Dalam pola pengasuhan ini, orang tua hanya memiliki sedikit waktu dan perhatian untuk anaknya. Akibatnya, mereka menanggulangi tuntutan anak dengan memberikan apapun yang barang yang diinginkan selama dapat diperoleh. Padahal hal tersebut tidak baik untuk jangka panjang anaknya, misalnya terkait peran dalam pekerjaan rumah dan perilaku sosial yang dapat diterima secara umum. Orang tua pola ini cenderung tidak tahu banyak tentang aktivitas anaknya. Mereka jarang berbicang-bincang dan hampir tidak mempedulikan pendapat anaknya dalam membuat keputusan. Orang tua neglect atau indifferent bisa saja menganiaya anaknya, menerlantarkan anaknya, dan mengabaikan kebutuhan maupun kesulitan anaknya. Minimnya kehangatan dan pengawasan orang tua membuatnya terpisah secara emosional dengan anaknya sehingga membuat anak minimal dalam segala aspek, baik kognisi, bermain, kemampuan emosional dan sosial termasuk kedekatan/kelekatan pada orang lain. Jika terus menerus terjadi, akan membuat anak berkemampuan rendah dalam menolerir frustasi, pengendalian emosi, perilaku, dan prestasi sekolahnya pun amat buruk. Ia sering kurang matang, kurang bertanggung jawab, lebih mudah dihasut dan dibujuk teman sebayanya, serta kurang mampu menimbang posisinya

4. Indulgent Parenting / permissive


Orang tua indulgent atau permissive cenderung menerima, lunak, dan lebih pasif dalam kedisiplinan. Mereka mengumbar cinta kasih tetapi menempatkan sangat sedikit tuntutan terhadap perilaku anak dan memberi kebebasan tinggi pada anak untuk bertindak sesuai keinginannya. Terkadang orang tuanya mengizinkan ia mengambil keputusn meski belum mampu melakukannya. Orang tua semacam ini cenderung memanjakan anak, ia membiarkan anaknya mengganggu orang lain, melindungi anak secara berlebihan, membiarkan kesalahan diperbuat anaknya, menjauhkan anak dari paksaan, keharusan, hukuman, dan enggan meluruskan penyimpangan perilaku anak. Baumrind menemukan bahwa anak yang menerima pola pengasuhan ini sangat tidak matang dalam berbagai aspek psikososial. Mereka tidak patuh, menentang jika diminta sesuatu yang bertentangan dengan keinginan sesaatnya, kurang tenggang rasa, dan kurang toleran dalam bersosialisasi. Pemanjaan terhadap anak dapat menyuburkan keinginan ketergantungan dan melemahkan dorongan untuk berprestasi.

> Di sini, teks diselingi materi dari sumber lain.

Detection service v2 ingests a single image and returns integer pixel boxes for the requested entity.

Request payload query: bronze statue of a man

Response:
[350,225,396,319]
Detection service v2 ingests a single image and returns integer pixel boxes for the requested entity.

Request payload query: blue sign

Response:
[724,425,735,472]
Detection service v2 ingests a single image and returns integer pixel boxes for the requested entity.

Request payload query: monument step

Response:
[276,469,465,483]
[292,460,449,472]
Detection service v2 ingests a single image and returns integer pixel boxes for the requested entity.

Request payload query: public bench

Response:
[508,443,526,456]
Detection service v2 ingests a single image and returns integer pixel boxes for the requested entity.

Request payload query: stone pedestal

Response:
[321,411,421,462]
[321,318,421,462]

- Dorothy law nolte (1945) -

Jika anak dibesarkan dengan celaan, ia belajar memaki. Jika anak dibesarkan dengan permusuhan, ia belajar berkelahi. Jika anak dibesarkan dengan cemoohan, ia belajar rendah diri. Jika anak dibesarkan dengan hinaan, ia belajar menyesali diri. Jika anak dibesarkan dengan toleransi, ia belajar menahan diri. Jika anak dibesarkan dengan dorongan, ia belajar percaya diri. Jika anak dibesarkan dengan pujian, ia belajar menghargai. Jika anak dibesarkan dengan kasih sayang dan persahabatan, ia belajar menemukan cinta dalam kehidupan."